4. Municípios escapam: Não sendo conhecedor das diversas realidades por esse país fora, a verdade é que existem municípios cuja população é muito reduzida e, a meu ver, não justificam a necessidade da existência de uma câmara municipal. Claro está que este argumento é redutor, e não querendo falar dos municípios alentejanos (um caso diferente), basta referir municípios como Melgaço (cerca de 9000 habitantes), Caminha (cerca de 16500 habitantes) ou os municípios das Terras de Bastos (juntos - Celorico, Cabeceiras e Mondim - totalizam cerca de 46000 habitantes) que poderiam ser alvo de agregação a outros municípios. Aqui é demasiado evidente o LOBBY da Associação Nacional Municípios Portugueses (ANMP) e do seu presidente Fernando Ruas (forte apoiante de PPC).

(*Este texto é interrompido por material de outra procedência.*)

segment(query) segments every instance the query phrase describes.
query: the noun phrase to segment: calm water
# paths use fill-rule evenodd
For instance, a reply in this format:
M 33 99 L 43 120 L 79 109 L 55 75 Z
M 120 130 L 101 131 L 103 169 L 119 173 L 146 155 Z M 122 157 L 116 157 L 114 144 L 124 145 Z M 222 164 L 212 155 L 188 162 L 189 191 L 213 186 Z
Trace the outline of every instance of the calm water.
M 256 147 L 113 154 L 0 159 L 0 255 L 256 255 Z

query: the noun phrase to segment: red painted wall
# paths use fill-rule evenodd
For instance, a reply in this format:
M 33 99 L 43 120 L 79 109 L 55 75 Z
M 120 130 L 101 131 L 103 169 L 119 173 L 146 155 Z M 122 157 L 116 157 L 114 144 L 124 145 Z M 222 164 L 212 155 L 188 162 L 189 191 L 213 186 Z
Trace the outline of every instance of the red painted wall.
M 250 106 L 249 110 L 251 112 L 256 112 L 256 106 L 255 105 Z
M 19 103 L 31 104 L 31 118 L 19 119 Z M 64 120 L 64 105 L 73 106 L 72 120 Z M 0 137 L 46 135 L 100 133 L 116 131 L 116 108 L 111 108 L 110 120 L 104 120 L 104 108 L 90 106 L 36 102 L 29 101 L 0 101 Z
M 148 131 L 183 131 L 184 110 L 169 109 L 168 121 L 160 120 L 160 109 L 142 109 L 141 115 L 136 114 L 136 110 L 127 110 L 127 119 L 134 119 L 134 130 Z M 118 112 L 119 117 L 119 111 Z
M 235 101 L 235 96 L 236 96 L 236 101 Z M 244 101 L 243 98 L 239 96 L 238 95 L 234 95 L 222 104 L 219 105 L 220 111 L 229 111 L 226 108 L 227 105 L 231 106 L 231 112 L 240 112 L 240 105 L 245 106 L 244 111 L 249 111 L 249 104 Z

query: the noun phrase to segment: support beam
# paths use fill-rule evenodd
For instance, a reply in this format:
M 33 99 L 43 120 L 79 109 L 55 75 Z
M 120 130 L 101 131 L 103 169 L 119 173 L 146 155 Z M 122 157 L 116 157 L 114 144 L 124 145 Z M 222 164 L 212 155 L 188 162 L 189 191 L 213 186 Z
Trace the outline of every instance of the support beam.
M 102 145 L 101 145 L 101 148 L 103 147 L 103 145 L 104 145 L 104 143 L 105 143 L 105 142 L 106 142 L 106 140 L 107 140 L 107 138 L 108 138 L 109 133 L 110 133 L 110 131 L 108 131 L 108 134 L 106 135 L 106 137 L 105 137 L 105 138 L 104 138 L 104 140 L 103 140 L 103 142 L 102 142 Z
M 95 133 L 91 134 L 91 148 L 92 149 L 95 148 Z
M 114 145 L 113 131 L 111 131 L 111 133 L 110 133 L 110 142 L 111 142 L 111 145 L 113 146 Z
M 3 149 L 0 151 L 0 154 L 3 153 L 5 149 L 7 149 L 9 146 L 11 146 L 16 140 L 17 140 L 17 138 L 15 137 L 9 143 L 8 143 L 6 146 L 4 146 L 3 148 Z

Muitas mais considerações poderiam ser tecidas (e irão ser) acerca desta RAL, no entanto outros contributos se irão juntar a este e seria desinteressante repetir conteúdos. Quero apenas fechar com 3 notas:
1. Para a importância do envolvimento das populações, através de debates ou conferências pelo concelho fora, escutando as opiniões dos cidadãos assim como de entidades e colectividades;
2. Para a necessidade de ponderação desta RAL e dos seus efeitos, não sendo aconselhável fazê-la de forma apressada e, por conseguinte, errada;
3. Para a necessidade de visão a longo prazo, tendo em linha de conta que esta RAL deve ser válida e actual num prazo alargado de tempo, pensando, com isso, já em casos que, sendo desagradável abordar agora, é indispensável fazê-lo, sob pena de estarmos a refazer todo este processo bem mais cedo que o desejado.